District Judge Louis P. McDonald, appointed by the state Supreme Court to hear the cases, filed two rulings upholding the State Investment Council settlement­s reached in separate civil lawsuits filed by the council and dismisses Foy’s lawsuits against the financial firms that received state investment­s after paying millions of dollars in finder’s fees to the son of a close associate of then-Gov. Bill Richardson.

McDonald also approved other settlement­s reached by the SIC and investment firms in other cases.

The judge cited several days of hearings he held last year as the basis for his decision that the settlement with Vanderbilt is “fair, adequate and reasonable under the circumstan­ces.”

Foy had challenged the State Investment Council’s plan to pursue its own lawsuits and settlement plan, calling them “sweetheart deals,” but McDonald ruled that Foy’s claims had little chance of success.

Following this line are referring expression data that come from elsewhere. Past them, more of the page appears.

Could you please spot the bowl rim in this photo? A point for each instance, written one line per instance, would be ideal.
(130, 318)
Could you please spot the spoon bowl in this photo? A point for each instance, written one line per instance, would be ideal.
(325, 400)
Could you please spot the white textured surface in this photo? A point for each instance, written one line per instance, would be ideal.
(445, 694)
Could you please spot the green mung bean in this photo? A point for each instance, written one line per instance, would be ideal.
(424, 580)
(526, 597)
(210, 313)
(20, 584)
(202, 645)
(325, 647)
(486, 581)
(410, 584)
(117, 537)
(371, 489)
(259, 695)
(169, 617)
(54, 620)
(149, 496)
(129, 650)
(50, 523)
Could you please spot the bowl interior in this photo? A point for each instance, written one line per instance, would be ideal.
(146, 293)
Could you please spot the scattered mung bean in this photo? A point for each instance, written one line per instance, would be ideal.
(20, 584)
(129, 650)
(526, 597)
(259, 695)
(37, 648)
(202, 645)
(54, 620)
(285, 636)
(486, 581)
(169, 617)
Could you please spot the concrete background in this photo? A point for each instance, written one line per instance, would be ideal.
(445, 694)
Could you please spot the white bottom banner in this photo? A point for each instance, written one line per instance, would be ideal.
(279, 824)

“For years, (Victor) Marshall and Foy have argued endlessly in their effort to hijack the state’s recovery litigation, attempting to intercept millions of dollars in settlement­s to the permanent funds, while alleging conflicts of interest in the state’s case,” SIC spokesman Charles Wollmann said. “Judge McDonald’s ruling thoroughly rejects those false claims and helps clear the path for putting those millions back to work to benefit all New Mexicans.”

Marshall, Foy’s attorney, was out of town and unavailabl­e for comment.

Vanderbilt Capital Advisors paid Marc Correra, the son of Richardson’s unofficial adviser, Anthony Correra, more than $5 million when it received a $50 million investment from the State Investment Council and a $40 million investment from the Educationa­l Retirement Board.

The entire $90 million was written off by both agencies after the economic downturn of 2007-2008.

The State Investment Council made investment­s in other Vanderbilt-collateral­ized debt obligation­s and lost money on some of those investment­s.

Foy filed a Fraud Against Taxpayers Act lawsuit against Vanderbilt under seal in 2008.

Attorney General Hector Balderas’s office supported the SIC settlement­s and sought to dismiss Foy’s claims.

The $90 million was part of more than $200 million that New Mexico lost in what has been described as a pay-to-play investment scandal.